7. A former teacher makes six figures "twerking" for a living.
Back in 2014, Jessica Vanessa was teaching kindergartners how to finger paint when she realized she could make way more money twerking on the Internet. At the time, her Vine had more than two million followers, which caught the eye of advertisers. She started making serious bank by simply mentioning the name of products while twerking. "What I make in six seconds would take me four months to make as a teaching assistant," she told E! back then.
Today, she's now an actress and a comedian.
8. A woman makes $160,000 selling "goat yoga" classes.
Lainey Morse had always wanted to own goats — and she also loved yoga. Naturally, she combined the two when she created Original Goat Yoga classes, where clients pay $35 to do yoga in a barn with goats. She took photos of the first class and sent them to Modern Farmer.
“Within a few minutes, they contacted me and said, ‘We have got to do a story on this.’” Lainey told CNBC. “You never know what it means when something goes viral, but it feels like a roller coaster going 100 miles an hour, and you can’t get off.”
The boom in sales caused her to quit her marketing job to devote all her time to the business. She made $160,000 in revenue that first year, and her business has been booming ever since.
9. A woman got rich writing One Direction fan fiction.
We all know the story of E.L. James' Fifty Shades of Grey and how it was originally just Twilight fan fiction. Well, author Anna Todd decided to copy that formula when writing her successful After series. The books were originally One Direction fan fiction that she published on the story-sharing platform Wattpad. After gaining a huge following, she caught the eye of a publisher, and now she's making six figure selling her books in bookstores.
"One thing that fan fiction writers have is data," Ashleigh Gardner, head of content at Wattpad, told Cosmo. "You tell them how many reads you have, how many followers you have, where you're active online. Show them that you have this built-in network behind you."
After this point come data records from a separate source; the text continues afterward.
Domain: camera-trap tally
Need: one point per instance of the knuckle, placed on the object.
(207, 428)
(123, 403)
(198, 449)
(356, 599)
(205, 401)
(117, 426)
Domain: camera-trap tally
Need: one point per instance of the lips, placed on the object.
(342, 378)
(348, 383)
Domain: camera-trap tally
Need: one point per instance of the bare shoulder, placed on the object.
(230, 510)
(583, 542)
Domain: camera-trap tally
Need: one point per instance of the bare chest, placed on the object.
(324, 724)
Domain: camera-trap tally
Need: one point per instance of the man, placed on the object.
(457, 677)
10. A struggling mom turned her beauty blog into a six-figure career.
Back in 2014, Ellarie Noel's beauty blog was just a hobby, but after getting laid off from her job, she decided to turn it into a lucrative full-time career. She now makes money via sponsored posts and partnerships with brands on her Instagram. Today, she has 1.3 million followers and works with brands like Olay and CoverGirl.
11. A guy makes millions from his hairy back.
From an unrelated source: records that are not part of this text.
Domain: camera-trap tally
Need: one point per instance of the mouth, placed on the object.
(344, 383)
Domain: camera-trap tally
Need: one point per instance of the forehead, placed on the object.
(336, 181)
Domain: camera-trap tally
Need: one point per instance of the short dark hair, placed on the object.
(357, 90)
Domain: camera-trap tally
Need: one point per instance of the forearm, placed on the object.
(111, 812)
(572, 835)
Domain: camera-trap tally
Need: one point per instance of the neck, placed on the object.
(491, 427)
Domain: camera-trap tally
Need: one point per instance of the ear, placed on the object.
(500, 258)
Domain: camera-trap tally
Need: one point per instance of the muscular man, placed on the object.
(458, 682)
Matt Dryfhout took his back hair problem and turned it into a career. After a painful experience getting his back waxed, he decided to invent a better solution: the Bakblade. The device allows men to shave their backs with no pain or shaving gel. Although sales were slow at first, a successful crowdfunding campaign amassed thousands of buyers. In 2017, the business made $4.7 million.
“We are in the process of speaking with private medical suppliers for licensing our IP [intellectual property] for medical supplies for those in trauma or having pre-surgery razors,” he told CNBC. “I think we can get to $50 million in the next couple of years.”
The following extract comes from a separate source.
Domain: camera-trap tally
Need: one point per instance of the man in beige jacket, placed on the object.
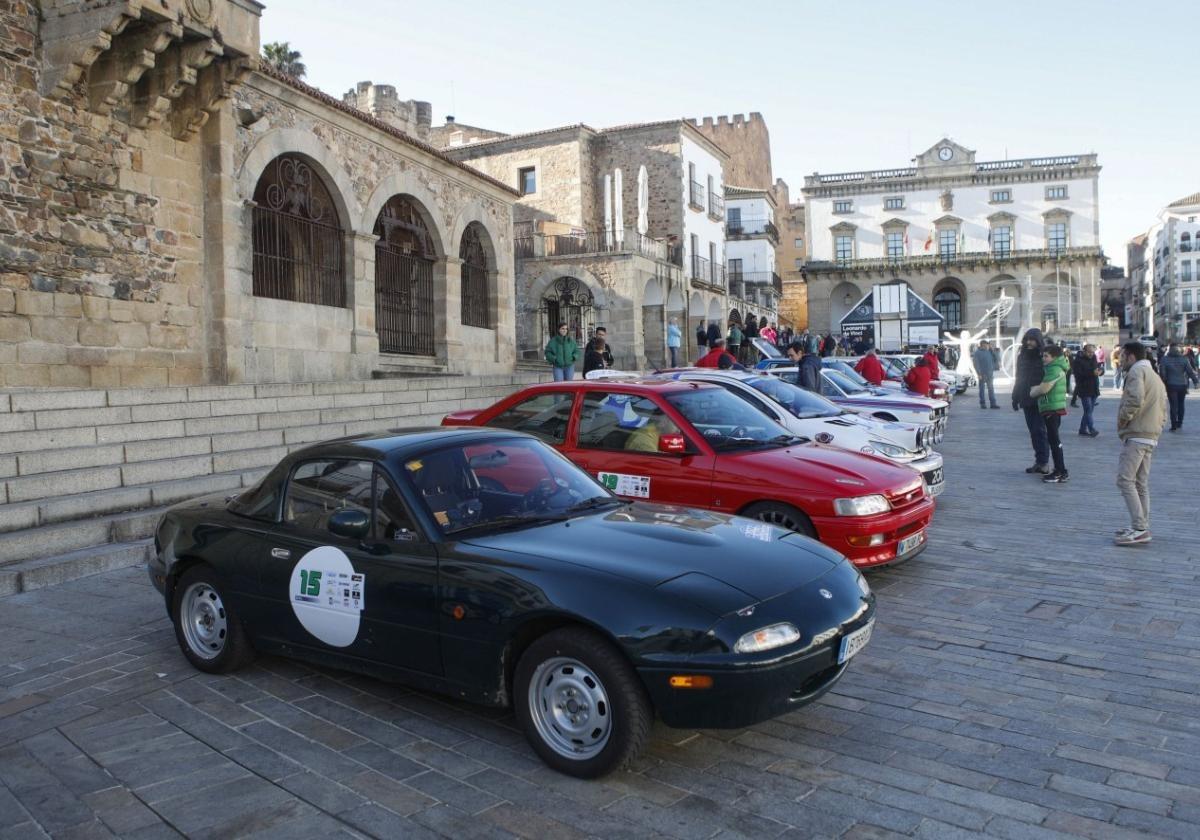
(1140, 419)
12. A woman earns six figures just traveling the world.
Jill DeConti was working in finance when she decided to quit her job, sell her house, and travel the world. It's everyone's dream, but she managed to make it a reality (and not go broke while doing it) by starting a side business sourcing products online and selling them on various platforms and running a marketing company. At first she was working 12-hour days to run her business, but she now outsources most of her duties to virtual assistants. While globetrotting around Bali, she only works five hours a day and is bringing in six figures a year.
"I am not special, I'm just a girl that had a dream and gave it a chance," she told The Daily Mail. "Anyone can do what I'm doing, they just have to begin with one step at a time. You have to have full faith in yourself."